Strange Loop 2019 - From Video Games to Fashion: a Machine Learning Journey
Gaming is a rapidly growing industry. Players generate extremely rich datasets that record each and every in-game action, social interaction, ad view or purchase. Because of the constant and continued relationship between player and game, player behavioral data constitutes a unique source of information on human behavior: a simplified dynamic system that replicates real life. In this talk I will discuss the common challenges to both industries and the emergency of models that scale to really big datasets and manage to capture various kinds of consumer tastes and behaviors. Because of the importance of the temporal dimension, models based on CNN, LSTM or DeepAR play a crucial role to push back this new technological frontier. I will review how these techniques can be used to create customized events and provide personalized predictions.
Dr. África Periáñez has traced a career from scientist to data scientist, including a stint as a CEO along the way, but her focus for the last few years has been probabilistic forecasting. Having recently made a dramatic shift between industries--from video games to fashion--Periáñez noted that this was one of the most difficult talks for her to prepare. While she has continued in the practice of predictive forecasting, her work is now in a completely new context. Earlier in her career Periáñez worked with academia and atmospheric data sets at CERN and the German weather service. She then moved into the field of video games, where she spent 2015-2019 analyzing and predicting player behavior.
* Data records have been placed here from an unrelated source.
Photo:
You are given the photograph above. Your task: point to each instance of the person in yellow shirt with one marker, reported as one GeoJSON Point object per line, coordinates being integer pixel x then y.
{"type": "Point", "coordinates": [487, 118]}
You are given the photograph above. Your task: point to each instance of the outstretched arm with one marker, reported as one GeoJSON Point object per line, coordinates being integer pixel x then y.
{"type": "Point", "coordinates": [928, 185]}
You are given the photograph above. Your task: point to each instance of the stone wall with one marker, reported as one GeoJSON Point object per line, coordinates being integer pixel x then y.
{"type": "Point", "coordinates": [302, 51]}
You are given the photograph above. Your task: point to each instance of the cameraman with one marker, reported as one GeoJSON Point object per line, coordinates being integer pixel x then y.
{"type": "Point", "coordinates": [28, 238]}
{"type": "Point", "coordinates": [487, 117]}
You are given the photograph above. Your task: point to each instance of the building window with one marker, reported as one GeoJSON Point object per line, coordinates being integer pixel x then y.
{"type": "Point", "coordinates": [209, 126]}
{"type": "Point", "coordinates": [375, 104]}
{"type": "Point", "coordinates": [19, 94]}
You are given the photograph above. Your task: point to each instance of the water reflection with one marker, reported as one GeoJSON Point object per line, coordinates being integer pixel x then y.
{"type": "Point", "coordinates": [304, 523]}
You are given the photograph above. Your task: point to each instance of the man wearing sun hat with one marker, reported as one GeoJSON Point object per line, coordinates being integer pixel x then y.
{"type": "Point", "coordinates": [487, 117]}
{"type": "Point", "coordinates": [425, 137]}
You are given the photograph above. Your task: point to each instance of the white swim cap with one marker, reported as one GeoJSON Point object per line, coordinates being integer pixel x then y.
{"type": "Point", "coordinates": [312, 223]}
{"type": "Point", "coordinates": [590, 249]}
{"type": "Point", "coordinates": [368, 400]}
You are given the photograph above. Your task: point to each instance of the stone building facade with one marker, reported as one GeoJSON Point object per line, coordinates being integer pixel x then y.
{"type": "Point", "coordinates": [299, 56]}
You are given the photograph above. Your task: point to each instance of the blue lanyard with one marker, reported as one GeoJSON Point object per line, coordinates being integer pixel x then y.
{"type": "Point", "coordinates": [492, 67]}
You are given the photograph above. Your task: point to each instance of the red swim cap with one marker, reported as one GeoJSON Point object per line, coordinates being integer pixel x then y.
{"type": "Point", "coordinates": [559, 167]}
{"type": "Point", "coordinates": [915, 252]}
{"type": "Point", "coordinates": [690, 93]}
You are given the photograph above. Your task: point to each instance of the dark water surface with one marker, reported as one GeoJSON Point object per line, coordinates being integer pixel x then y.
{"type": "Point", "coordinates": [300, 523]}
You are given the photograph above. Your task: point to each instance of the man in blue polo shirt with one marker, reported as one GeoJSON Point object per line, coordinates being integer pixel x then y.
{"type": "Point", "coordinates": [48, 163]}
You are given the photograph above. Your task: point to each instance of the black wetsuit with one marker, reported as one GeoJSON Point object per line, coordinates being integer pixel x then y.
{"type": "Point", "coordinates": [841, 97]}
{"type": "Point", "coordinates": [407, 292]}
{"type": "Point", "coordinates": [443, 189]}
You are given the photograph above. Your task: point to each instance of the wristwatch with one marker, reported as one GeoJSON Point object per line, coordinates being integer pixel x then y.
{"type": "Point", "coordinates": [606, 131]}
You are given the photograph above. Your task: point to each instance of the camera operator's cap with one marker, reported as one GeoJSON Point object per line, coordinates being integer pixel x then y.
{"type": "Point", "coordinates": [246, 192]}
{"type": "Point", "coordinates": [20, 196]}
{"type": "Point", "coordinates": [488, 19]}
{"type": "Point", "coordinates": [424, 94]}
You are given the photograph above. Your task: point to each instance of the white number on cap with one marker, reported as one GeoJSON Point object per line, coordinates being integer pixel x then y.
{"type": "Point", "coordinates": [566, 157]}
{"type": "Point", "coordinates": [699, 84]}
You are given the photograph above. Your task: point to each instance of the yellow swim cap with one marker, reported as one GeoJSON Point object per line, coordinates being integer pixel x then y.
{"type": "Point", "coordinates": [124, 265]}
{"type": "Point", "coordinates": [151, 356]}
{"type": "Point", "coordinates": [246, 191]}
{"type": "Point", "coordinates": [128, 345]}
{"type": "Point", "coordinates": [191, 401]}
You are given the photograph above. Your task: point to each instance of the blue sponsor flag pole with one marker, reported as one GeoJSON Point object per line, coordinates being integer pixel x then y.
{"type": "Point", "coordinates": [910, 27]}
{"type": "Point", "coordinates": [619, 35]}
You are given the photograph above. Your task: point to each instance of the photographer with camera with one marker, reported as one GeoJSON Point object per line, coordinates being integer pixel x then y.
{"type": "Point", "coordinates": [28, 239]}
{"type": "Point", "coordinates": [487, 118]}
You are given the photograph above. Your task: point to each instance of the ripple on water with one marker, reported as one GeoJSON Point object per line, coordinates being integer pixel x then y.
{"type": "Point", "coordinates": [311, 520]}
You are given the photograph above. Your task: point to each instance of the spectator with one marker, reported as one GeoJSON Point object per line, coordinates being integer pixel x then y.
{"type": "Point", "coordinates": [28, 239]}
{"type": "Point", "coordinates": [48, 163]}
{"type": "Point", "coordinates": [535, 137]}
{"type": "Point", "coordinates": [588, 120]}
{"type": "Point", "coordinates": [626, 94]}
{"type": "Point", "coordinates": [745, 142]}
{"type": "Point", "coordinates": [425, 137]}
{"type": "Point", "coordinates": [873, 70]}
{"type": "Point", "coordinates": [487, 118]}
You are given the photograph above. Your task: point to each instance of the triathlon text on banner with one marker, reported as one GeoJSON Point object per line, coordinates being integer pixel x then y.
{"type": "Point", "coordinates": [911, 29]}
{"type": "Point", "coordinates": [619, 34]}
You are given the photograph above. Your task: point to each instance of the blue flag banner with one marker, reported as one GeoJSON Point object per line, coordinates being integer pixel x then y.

In the last year Periáñez has begun working at Inditex, AI for fashion. Inditex covers whole cycle of fashion, production, distribution, entailing the tracking of complex supply chains. Every piece of unsold clothes is an error of matching supply and demand, so improve their predictions, Inditex keeps track of every single item from production to sale.
Man is a deterministic device thrown into a probabilistic Universe
Periáñez quotes from Amos Tversky and Daniel Kahneman to situate her talk. "People predict very little and explain everything.... People often work hard to obtain information they already have And avoid new knowledge. Man is a deterministic device thrown into a probabilistic Universe.... Everything that has already happened must have been inevitable."
In other words, regardless of the successful advances of our models, humans are still the hardest problem in machine learning.
For fashion, the central forecasting challenge is Inventory Management. "Fashion products have a short-life-cycle with highly volatile demand uncertainty. This uncertainty leads to challenges in managing inventory, as matching supply and demand is always difficult in the fashion industry."
For video games, the central forecasting challenge is Event Optimization. "Video games evolve as players interact with the game, so being able to foresee player experience would help to ensure a successful game development. Game developers need to evaluate beforehand the impact of in=game events. Simulation optimization of these events is crucial to increase player engagement and maximize monetization."
While the specific predictions in video games and fashion differ--predicting player purchases of in-game items vs. consumer purchases of clothing items--they also have much in common, particularly in terms of the role of probalistic forecasting.
Periáñez gave an extensive breakdown of how two specific modeling systems--ARIMA and DeepAR--performed across her work. DeepAR is promising, a new product out of Amazon, but it is a third-party black box, which has some drawbacks.
"In an autogregression model, we forecast the variable of interest using a linear combination of past values of the variable. The term autoregression indicates that it is a regression of the variable against itself."
A classic model for forecasting is Autoregressive--such as the Autoregressive Integrated Moving Average (ARIMA). While this algorithm dates back to the Box and Jenkins work from 1976, it is still one of the most used methods for predicting the future based on the past.
For a more thorough exploration of these models and how Periáñez and her team implemented them in various contexts, please watch the video of this Strange Loop talk on YouTube.
Main Challenges in Summary
The main challenges of Periáñez's recent work have been:
- Features can be non-trivial
- Data cleaning
- Performance tuning (OOM etc..)
- Spark testing and research models validation
Despite this, perhaps the greatest challenge she found was communication between Data Engineers and Data Scientists. With competing priorities and complementary skill sets, the groups need to work hard to stay aligned.
Quoting "Superforecasting: The Art and Science of Prediction," by Philip E. Tetlock and Dan Gardner: "The Point is now indisputable: when you have a well-validated statistical algorithm, use it."
We have an array of excellent tools at our disposal, and now we need to apply them appropriately. We must make sure we stay focused on shared goals throughout the process of bringing the power of machine learning and probabilistic forecasting to an industry, whether fashion, video games, or some other field.